Eutrophication and Consumer Control of New England Salt Marsh Primary Productivity

Although primary productivity in salt marshes is thought to be controlled by physical forces, recent evidence suggests that human disturbances can drive a switch to consumer control in these ecologically valuable ecosystems. We tested the hypothesis that nitrogen enrichment can trigger consumer control in salt marshes in Narragansett Bay, Rhode Island, with (1) a field experiment in which we manipulated nutrient availability (with nutrient additions) and insect herbivory (with insecticide application), (2) a survey of 20 salt marshes that examined the relationship between marsh nutrient status and herbivore pressure, and (3) insect herbivore removal at high and low nutrient input sites to directly test the hypothesis that nutrient enrichment is increasing insect herbivory in these marshes.

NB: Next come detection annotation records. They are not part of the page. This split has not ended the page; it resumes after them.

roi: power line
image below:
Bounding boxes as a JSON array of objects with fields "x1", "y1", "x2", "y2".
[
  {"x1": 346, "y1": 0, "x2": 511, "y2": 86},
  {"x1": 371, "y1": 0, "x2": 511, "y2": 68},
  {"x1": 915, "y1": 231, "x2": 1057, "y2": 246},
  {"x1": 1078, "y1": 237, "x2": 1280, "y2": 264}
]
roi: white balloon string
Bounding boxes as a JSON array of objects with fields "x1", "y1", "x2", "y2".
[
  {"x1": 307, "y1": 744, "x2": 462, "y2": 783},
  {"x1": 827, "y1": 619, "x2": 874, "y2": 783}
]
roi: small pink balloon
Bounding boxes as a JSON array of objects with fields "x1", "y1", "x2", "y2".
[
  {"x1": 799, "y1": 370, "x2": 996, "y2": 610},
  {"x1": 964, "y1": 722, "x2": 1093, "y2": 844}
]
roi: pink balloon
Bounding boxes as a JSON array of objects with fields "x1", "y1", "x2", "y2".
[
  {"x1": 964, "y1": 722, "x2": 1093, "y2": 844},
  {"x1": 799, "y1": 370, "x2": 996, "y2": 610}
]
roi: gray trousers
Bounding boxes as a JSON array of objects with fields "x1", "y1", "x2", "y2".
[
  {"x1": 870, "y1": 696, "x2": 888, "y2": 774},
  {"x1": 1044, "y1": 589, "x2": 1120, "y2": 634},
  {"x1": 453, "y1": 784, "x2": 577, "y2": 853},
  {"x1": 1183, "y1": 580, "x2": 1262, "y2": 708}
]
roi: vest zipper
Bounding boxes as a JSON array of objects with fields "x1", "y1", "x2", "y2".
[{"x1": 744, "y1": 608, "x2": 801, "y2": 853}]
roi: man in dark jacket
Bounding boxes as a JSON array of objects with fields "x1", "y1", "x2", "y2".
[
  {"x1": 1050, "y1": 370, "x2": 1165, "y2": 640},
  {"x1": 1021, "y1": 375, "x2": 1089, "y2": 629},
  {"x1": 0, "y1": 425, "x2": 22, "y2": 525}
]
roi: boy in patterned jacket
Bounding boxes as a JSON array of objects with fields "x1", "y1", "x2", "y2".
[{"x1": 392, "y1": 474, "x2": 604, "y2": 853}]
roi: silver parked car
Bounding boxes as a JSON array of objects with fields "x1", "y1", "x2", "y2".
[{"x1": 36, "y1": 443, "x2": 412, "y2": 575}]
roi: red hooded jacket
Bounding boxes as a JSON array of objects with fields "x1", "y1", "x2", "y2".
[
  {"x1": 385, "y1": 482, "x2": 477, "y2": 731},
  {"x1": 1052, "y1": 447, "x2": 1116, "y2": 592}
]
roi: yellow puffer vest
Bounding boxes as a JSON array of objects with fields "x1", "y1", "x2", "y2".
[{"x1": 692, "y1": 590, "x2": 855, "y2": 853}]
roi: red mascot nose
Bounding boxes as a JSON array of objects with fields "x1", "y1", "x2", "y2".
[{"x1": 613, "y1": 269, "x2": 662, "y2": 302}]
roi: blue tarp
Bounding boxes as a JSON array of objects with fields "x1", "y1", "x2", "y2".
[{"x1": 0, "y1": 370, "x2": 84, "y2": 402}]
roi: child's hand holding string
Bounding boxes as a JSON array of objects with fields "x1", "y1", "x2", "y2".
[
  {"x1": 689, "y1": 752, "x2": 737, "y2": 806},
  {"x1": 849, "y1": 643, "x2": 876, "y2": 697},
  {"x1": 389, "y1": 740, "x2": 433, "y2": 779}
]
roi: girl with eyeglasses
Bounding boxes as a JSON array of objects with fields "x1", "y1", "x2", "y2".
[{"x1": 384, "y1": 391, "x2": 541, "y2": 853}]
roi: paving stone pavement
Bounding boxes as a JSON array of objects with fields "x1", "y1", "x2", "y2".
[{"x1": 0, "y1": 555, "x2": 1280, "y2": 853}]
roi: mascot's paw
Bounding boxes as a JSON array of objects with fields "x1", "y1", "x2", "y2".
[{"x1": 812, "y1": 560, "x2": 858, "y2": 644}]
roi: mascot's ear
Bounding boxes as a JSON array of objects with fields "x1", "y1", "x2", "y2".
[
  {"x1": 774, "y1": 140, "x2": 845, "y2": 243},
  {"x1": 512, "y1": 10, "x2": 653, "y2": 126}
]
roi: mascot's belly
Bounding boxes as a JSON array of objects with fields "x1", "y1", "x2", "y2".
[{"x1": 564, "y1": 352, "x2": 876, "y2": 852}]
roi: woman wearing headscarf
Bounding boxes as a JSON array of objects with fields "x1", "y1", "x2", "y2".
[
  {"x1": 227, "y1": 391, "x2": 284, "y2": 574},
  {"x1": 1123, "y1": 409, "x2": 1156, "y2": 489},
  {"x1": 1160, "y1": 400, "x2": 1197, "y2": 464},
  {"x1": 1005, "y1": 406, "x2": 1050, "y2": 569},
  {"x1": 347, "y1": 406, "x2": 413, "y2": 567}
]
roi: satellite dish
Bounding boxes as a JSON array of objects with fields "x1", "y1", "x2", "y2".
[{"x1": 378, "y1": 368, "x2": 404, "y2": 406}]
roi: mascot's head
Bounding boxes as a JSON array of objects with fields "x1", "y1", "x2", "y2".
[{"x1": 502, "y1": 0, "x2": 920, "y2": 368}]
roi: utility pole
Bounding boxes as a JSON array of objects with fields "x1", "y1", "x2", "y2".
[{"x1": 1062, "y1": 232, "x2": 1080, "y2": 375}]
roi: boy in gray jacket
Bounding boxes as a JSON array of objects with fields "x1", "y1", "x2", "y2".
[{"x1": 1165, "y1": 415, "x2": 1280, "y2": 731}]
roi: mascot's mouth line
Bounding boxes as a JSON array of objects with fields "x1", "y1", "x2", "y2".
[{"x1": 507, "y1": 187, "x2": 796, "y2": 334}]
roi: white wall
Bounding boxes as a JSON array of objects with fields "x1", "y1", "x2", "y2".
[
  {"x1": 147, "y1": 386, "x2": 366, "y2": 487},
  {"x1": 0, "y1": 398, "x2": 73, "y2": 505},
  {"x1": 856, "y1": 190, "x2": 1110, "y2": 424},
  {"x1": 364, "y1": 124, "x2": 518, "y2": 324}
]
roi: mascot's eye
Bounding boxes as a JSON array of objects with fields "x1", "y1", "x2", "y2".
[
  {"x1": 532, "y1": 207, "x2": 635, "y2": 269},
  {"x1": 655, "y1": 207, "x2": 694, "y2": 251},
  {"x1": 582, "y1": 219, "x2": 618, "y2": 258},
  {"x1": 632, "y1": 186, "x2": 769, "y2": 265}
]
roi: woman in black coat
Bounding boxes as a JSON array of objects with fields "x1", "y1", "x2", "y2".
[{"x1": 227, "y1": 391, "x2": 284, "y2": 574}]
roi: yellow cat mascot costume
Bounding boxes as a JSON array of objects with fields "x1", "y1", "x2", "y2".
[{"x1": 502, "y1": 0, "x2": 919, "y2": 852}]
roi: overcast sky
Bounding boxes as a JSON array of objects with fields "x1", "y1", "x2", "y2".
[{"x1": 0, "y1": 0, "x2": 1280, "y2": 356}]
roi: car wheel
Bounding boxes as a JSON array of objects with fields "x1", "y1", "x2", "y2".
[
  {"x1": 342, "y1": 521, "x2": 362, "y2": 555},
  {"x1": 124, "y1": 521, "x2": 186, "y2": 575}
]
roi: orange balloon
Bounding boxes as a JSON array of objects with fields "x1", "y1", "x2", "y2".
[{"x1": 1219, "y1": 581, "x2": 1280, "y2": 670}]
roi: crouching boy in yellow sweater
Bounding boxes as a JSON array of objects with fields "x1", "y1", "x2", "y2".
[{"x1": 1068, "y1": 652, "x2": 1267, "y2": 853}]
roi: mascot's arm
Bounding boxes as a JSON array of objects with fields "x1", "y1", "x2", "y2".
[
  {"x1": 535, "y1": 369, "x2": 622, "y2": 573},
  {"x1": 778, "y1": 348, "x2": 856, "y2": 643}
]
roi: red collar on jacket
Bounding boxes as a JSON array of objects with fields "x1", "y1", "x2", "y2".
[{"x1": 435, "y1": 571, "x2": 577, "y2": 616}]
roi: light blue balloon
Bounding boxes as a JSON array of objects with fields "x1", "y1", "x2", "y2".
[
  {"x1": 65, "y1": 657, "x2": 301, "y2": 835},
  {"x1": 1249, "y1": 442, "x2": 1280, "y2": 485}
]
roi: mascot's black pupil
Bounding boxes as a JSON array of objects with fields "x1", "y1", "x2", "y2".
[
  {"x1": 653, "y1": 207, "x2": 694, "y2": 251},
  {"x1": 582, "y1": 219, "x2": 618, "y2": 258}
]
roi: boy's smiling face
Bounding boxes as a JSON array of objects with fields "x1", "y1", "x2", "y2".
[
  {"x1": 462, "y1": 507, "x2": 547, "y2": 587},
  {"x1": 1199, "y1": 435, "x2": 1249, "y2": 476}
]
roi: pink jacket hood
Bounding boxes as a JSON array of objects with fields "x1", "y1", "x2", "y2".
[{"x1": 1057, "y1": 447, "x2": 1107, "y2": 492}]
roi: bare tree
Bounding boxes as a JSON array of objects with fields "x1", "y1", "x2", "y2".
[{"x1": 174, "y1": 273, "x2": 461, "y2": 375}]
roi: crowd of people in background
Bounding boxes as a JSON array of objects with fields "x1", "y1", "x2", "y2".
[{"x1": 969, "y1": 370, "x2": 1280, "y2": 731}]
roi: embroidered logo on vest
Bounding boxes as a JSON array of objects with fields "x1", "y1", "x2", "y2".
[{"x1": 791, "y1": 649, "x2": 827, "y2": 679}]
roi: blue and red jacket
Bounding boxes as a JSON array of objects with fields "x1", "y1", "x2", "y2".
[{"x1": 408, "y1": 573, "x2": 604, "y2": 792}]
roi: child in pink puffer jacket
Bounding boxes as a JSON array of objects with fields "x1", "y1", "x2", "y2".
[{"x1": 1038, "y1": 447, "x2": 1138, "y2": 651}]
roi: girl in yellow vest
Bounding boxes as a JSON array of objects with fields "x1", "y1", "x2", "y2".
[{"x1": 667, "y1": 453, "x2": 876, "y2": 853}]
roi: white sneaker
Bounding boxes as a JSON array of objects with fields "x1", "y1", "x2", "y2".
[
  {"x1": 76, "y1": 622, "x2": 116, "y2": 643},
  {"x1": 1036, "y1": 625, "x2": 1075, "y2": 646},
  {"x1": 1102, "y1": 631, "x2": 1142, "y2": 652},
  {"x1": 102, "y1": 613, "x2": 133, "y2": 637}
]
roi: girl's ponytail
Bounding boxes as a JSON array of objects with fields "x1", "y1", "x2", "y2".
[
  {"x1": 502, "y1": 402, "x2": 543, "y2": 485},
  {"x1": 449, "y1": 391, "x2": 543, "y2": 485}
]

Experimental nitrogen eutrophication initially increased plant productivity but eventually led to reduced plant biomass due to insect herbivory, and our surveys revealed that marsh nitrogen supply was a good predictor of herbivore damage to plants. Insects had minimal impacts on primary productivity in pristine marshes, but suppressed primary productivity in eutrophic salt marshes by 50-75%. Thus, eutrophication is currently triggering consumer suppression of primary productivity in New England salt marshes and may ultimately jeopardize the ecological and societal services these systems provide.